Незваный гость. Поединок - [13]
Мамбетов закрыл папку с бумагами, улыбнулся:
— Полно, Степан Фролович! Так уж и продадут. Ну, подурачились ребята, что тут такого?
Бушлин вскочил, затряс головой.
— Как это ты так легко?.. Да скажи ты мне такие слова в наше время, я бы тебя... к ответственности за притупление бдительности... Нет, Ермен, мы не такие были. В узких брюках не ходили, шляп не носили...
Не отвлеки старика, так до ночи вспоминать будет, Мамбетов поднимает руки, делая вид, что сдается.
— Не будем спорить, Степан Фролович. Как сердечко-то?
— Знаешь ведь: два звонка было. Теперь третьего жду. Врачи говорят, нельзя мне расстраиваться. А вся моя жизнь — сплошное расстройство. А сейчас и во сне покоя нет. Проснусь — мокрый весь, и сердце стучит, будто ему тесно там, в груди.

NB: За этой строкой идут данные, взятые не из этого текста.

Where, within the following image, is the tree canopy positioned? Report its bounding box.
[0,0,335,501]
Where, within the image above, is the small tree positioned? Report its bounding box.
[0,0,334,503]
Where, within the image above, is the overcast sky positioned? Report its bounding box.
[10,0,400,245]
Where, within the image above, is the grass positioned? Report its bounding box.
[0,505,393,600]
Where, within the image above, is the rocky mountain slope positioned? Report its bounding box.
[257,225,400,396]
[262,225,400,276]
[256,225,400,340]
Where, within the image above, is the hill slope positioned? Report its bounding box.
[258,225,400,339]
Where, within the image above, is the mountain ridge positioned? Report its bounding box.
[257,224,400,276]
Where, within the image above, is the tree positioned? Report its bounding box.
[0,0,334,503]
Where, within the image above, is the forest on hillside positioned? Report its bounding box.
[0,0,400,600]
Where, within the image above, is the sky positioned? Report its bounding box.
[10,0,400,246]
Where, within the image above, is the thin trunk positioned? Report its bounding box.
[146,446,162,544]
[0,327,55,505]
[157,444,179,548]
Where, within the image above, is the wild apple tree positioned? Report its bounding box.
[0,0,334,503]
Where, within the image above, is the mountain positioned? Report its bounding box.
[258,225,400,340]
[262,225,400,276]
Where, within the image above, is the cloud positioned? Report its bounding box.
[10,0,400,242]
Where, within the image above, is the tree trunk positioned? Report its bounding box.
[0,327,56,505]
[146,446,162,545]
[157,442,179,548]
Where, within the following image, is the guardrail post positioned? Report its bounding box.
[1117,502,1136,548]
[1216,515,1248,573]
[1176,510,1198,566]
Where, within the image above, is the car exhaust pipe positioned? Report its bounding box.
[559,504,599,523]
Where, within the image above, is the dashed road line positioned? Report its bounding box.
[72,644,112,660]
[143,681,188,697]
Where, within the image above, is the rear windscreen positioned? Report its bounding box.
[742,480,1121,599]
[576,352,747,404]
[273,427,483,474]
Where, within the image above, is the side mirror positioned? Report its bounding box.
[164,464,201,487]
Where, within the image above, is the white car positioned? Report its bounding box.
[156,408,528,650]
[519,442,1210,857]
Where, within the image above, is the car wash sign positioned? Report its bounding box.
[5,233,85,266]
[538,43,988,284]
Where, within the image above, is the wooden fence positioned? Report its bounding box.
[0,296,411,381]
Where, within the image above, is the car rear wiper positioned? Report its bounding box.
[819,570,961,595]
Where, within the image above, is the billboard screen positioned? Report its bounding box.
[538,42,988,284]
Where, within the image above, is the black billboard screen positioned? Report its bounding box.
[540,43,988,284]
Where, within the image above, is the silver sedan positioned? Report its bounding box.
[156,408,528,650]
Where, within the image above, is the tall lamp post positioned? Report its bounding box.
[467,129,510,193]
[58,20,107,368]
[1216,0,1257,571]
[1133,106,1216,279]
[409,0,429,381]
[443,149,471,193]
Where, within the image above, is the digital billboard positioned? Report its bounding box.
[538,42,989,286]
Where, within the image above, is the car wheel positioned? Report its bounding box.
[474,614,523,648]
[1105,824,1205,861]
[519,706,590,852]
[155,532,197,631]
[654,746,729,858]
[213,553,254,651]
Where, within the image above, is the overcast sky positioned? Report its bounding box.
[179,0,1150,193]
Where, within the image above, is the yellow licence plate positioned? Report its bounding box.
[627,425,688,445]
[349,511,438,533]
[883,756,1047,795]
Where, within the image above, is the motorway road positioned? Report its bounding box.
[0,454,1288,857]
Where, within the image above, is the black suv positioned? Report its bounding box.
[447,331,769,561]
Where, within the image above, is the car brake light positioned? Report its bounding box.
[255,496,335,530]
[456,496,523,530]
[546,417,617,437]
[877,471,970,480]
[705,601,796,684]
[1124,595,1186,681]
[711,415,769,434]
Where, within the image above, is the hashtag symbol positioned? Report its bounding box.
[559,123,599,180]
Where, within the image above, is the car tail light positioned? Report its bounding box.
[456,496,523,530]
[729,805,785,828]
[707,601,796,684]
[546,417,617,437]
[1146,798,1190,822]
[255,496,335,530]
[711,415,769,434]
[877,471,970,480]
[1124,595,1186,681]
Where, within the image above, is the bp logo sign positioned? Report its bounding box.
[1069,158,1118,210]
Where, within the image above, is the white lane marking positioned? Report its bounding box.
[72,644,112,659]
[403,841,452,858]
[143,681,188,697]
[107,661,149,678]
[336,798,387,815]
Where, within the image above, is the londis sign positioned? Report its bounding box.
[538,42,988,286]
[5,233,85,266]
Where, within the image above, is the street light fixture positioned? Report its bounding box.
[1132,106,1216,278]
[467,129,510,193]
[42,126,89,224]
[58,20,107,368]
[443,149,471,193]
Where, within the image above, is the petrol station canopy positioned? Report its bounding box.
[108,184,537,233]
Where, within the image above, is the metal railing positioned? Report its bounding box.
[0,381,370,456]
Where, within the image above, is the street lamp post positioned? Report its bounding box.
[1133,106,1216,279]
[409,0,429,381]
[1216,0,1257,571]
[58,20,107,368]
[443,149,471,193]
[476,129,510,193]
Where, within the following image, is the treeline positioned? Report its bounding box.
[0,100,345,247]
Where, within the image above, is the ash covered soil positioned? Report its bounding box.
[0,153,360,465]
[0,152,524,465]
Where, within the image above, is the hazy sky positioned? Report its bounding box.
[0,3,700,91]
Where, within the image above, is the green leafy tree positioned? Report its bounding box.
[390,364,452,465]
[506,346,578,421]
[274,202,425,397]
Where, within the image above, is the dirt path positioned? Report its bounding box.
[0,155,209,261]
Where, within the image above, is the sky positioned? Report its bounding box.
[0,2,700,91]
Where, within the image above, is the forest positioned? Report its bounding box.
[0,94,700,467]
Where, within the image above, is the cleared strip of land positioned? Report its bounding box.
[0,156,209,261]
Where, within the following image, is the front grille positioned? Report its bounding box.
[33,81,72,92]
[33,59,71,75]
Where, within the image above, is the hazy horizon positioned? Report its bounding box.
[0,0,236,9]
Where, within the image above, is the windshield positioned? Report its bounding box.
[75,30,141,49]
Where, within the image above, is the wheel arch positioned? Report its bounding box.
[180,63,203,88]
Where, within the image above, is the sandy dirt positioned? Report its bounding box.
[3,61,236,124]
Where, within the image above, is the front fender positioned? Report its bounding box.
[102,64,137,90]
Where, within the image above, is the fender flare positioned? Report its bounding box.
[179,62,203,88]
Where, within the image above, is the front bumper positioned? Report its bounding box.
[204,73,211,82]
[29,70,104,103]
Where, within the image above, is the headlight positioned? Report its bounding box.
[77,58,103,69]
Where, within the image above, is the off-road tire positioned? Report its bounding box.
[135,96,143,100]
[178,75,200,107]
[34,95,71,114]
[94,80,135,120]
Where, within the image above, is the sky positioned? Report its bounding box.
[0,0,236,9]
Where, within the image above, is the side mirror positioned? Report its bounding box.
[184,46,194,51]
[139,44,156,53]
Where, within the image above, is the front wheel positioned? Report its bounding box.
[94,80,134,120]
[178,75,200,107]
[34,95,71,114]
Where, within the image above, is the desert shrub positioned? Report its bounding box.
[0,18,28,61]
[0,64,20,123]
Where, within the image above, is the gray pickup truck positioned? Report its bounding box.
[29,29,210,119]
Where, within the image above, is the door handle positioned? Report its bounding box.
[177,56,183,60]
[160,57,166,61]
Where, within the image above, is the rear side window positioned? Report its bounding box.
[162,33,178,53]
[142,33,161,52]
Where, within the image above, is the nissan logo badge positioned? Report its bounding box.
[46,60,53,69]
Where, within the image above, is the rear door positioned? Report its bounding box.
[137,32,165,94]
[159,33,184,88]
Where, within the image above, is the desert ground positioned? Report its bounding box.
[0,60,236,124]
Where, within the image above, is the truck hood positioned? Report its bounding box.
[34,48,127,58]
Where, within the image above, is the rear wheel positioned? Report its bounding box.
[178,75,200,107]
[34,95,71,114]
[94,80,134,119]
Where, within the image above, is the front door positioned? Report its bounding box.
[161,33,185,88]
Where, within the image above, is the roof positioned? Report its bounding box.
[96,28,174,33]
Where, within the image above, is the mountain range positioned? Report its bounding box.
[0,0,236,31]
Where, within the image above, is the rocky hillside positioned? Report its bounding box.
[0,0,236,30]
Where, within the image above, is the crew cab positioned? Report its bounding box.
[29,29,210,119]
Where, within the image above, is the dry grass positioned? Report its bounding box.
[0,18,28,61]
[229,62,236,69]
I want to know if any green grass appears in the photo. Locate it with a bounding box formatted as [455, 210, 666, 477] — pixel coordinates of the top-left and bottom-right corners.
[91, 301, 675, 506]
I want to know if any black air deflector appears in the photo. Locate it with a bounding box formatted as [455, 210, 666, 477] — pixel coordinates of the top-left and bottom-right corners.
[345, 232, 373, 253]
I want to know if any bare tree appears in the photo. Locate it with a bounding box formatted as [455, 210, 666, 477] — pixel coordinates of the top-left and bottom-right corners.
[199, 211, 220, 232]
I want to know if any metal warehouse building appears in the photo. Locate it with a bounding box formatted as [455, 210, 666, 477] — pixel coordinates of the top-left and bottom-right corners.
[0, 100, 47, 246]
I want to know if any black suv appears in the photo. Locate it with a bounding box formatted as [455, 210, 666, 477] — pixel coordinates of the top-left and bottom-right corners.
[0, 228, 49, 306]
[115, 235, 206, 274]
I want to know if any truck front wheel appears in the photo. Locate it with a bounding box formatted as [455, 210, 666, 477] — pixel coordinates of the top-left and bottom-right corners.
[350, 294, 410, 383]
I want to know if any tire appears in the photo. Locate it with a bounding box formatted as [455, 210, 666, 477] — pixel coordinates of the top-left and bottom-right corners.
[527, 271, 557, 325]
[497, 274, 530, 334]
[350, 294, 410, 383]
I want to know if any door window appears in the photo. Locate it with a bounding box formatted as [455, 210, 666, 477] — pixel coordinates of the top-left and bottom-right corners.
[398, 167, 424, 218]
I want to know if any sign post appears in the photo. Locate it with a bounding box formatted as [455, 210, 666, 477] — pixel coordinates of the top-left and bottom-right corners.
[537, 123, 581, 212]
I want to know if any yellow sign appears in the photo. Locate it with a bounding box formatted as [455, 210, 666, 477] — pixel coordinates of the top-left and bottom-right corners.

А когда-то железный был. Думал, износу мне не будет. Раньше рассвета не приходил с работы. Солнышко всходит, а я только спать собираюсь. Часа четыре продремлешь и — снова на ноги... Да разве я один так работал?.. А теперь вот расплачиваюсь. Бериевцем называют... А я же батрак, предан коммунизму по гроб. Правда, грамотенки у меня маловато, три класса всего. Ну, пусть кое-что недопонимал, кое в чем ошибался. Однако же мои дела прокуроры подписывали, суды рассматривали... Вот и скажи теперь, какое здоровье нужно, чтобы все это выдержать. Тут на место сердца стальной мотор поставь, и то вразнос пойдет...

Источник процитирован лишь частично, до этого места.